MARET mengingatkan Soeharto. Kita mengingat dalam situasi sejarah belum terang untuk dimengerti sampai sekarang. Sejarah di kertas. Kita mengetahui arus sejarah di kertas-kertas meski ada sekian keganjilan dan keraguan. Maret itu kertas masih terus diperdebatkan dalam kebenaran sejarah.
’’Puntjan kedjadian sampai pada batasnja tanggal 11 Maret,’’ kalimat dikutip dari buku O.G. Roeder berjudul Soeharto: Dari Pradjurit Sampai Presiden (1969). Kalimat membuka sejarah bertanggal 11 Maret 1966 dengan dua tokoh terpenting: Soekarno dan Soeharto. Kita tak meributkan kebenaran-kebenaran sejarah. Ingatan kita mendingan mengarah ke kertas-kertas.
Paragraf ditulis Roeder: ’’Dokumen itu, jang dikenal dengan SP 11 Maret atau Supersemar, menugaskan Djenderal Soeharto untuk mendjamin keamanan dan ketertiban, serta mendjamin keselamatan pribadi dan kewibawaan Pemimpin Besar Revolusi. Soekarno tetap pada kekuasaannja, menurut kata-kata jang tertulis dalam SP 11 Maret, tetapi berapa djauh ia telah kehilangan kekuasaannja setjara de facto djelas kelihatan dihari berikutnja.’’ Kata-kata di kertas. Pilihan kata menghasilkan makna menentukan (arah) sejarah. Kertas itu memungkinkan ’’kemenangan’’ tokoh dan ’’kejatuhan’’ tokoh. Kertas bakal rapuh justru menjadi penentu nasib Indonesia.
Kertas-kertas dari masa lalu wajib masuk dalam album sejarah meski bermunculan ragu atas asli dan palsu.
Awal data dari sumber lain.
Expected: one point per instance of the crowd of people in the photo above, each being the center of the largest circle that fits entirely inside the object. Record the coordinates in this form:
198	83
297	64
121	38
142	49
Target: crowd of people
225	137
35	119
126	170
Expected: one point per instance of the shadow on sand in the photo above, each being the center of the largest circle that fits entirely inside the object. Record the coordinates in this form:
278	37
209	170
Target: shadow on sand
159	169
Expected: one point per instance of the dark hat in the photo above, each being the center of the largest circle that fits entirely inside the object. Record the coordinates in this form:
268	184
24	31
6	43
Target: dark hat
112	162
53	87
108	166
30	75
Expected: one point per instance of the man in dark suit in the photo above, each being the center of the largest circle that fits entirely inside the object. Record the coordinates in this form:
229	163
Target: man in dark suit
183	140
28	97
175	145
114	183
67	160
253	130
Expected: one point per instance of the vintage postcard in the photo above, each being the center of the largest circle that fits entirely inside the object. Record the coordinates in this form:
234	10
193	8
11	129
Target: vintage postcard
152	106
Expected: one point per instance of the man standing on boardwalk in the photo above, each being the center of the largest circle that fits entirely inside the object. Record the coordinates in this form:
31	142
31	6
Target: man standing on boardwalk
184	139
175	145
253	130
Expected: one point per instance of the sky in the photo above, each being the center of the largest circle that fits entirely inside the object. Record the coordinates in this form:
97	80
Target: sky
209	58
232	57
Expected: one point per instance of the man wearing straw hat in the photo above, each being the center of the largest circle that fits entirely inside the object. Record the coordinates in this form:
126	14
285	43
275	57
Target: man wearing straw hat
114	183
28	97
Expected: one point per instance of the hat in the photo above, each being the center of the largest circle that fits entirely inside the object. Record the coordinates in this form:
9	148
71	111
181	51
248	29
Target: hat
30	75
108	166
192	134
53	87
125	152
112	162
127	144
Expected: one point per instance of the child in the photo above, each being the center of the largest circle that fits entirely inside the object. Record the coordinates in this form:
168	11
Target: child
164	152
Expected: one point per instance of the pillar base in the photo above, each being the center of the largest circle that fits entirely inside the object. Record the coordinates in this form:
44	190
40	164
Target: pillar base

Konon, sekian kertas bersejarah sudah disimpan di museum, perpustakaan, atau institusi-institusi besar. Kertas-kertas tak cuma menghuni di Indonesia. Sekian kertas penting beralamat di berbagai negara.
Kita menganggap kertas pada 11 Maret 1966 itu penting. Kita pun mengerti ada kertas-kertas penting menggerakkan sejarah Indonesia, sejak awal abad XX. Kertas bisa dimengerti sebagai surat, artikel, dokumen, puisi, dan lain-lain. Di kertas, kita melihat tulisan tangan para tokoh. Tulisan mengabarkan biografi, keintelektualan, estetika, dan ideologi. Di kertas, kita melihat pula huruf-huruf dihasilkan di mesin tik. Huruf-huruf tampak kaku, tapi kita membaca dengan jelas.
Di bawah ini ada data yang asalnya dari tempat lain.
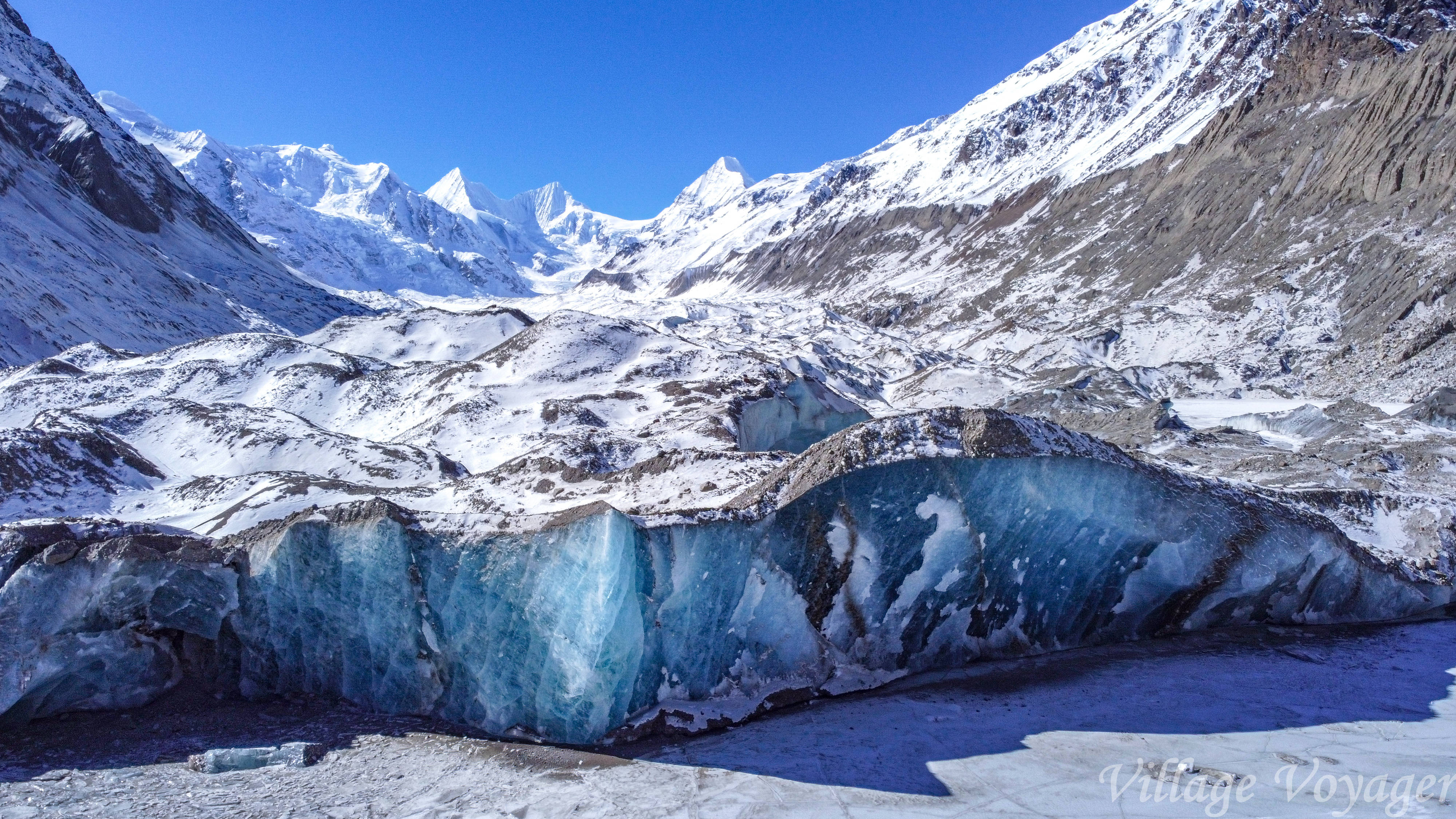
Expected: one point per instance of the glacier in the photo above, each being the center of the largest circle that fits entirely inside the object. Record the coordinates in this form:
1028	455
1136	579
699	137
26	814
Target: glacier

Kita mungkin tergoda menata sejarah sambil melihat kertas-kertas menentukan Budi Utomo, Sarekat Islam, Perhimpunan Indonesia, PNI, Sumpah Pemuda, dan lain-lain. Kertas-kertas dalam peristiwa sejarah tak semua selamat. Kita masih beruntung bila tulisan di kertas sempat dikutip atau dipotret. Kita mengerti usia kertas. Sejarah di kertas rawan hancur, rusak, dan musnah.
Di ingatan kita, teks Sumpah Pemuda dan lirik lagu Indonesia Raya mengesankan selera dalam pilihan menulis dengan pena atau tulisan dihasilkan mesin tik. Selera itu bertambah kesan saat huruf-huruf dicetak di surat kabar dan buku. Sejarah Indonesia itu deretan kertas dikodratkan fana.
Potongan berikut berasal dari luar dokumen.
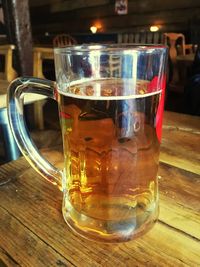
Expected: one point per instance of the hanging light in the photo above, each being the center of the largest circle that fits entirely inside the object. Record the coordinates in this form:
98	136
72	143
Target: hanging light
93	29
154	28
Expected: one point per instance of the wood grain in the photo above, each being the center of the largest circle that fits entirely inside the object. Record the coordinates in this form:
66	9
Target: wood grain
41	236
33	231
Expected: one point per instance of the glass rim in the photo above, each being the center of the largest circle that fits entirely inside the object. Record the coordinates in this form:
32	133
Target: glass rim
106	48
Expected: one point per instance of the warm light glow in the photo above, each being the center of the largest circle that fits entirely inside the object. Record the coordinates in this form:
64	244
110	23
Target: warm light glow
93	29
154	28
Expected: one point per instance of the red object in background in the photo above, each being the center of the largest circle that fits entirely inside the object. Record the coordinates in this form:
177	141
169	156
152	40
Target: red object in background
153	86
121	7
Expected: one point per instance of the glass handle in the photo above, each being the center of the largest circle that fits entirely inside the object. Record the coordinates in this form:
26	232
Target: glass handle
15	101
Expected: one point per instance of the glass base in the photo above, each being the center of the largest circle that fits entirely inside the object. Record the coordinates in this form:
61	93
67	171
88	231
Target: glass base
109	231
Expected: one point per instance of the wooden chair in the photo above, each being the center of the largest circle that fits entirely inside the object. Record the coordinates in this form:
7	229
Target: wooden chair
171	39
62	40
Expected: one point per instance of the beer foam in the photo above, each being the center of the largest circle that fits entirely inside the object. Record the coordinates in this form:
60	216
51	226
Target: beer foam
107	89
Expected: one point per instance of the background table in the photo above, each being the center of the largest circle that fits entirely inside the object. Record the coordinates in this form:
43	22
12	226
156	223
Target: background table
33	232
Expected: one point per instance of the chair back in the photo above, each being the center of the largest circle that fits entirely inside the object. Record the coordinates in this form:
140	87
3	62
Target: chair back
62	40
171	40
141	37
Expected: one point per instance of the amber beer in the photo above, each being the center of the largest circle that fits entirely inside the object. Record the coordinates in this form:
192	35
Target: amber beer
111	156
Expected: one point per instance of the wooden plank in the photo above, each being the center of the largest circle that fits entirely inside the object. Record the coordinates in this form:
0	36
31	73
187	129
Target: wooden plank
174	134
170	243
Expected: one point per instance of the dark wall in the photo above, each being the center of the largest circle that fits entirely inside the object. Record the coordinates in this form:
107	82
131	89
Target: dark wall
76	16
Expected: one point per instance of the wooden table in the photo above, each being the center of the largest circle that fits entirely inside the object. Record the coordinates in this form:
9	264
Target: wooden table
33	232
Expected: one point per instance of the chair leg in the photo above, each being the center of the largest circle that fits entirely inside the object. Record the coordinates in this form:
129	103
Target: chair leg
38	114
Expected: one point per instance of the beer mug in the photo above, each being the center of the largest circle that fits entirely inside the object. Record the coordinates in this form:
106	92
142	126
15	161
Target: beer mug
110	100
Kita mengingat Soeharto melalui kertas bertanggal 11 Maret 1966. Kita pun masih mengingat selembar kertas di babak akhir Soeharto. Kertas itu dipegang dan dibaca pada 21 Mei 1998. Di televisi, kita melihat Soeharto berdiri tampak pudar wibawa. Tangan itu memegang kertas. Kita sulit mengetahui bentuk tulisan tangan dari sorot kamera televisi. Kertas di tangan itu menandai kekuasaan ’’terlepas’’. Soeharto tak mungkin melanjutkan memegang kekuasaan. Kertas terlihat dalam acara di televisi dan dipotret para wartawan itu ’’terlalu’’ bersejarah bagi penulisan sejarah rezim Orde Baru bertokoh utama Soeharto.
Sejarah di kertas pun bertokoh Soekarno. Kita membuka buku berjudul Bung Karno: Penjambung Lidah Rakjat Indonesia (1966) susunan Cindy Adams. Di halaman awal, kita melihat foto kertas memuat tulisan tangan Soeharto. Di bawah, ada tanggal dan tanda tangan. Soeharto menulis: ’’Dengan demikian rakjat Indonesia dapat mengetahui riwajat hidup… seperti jang ditjeritakan sendiri oleh Bung Karno.’’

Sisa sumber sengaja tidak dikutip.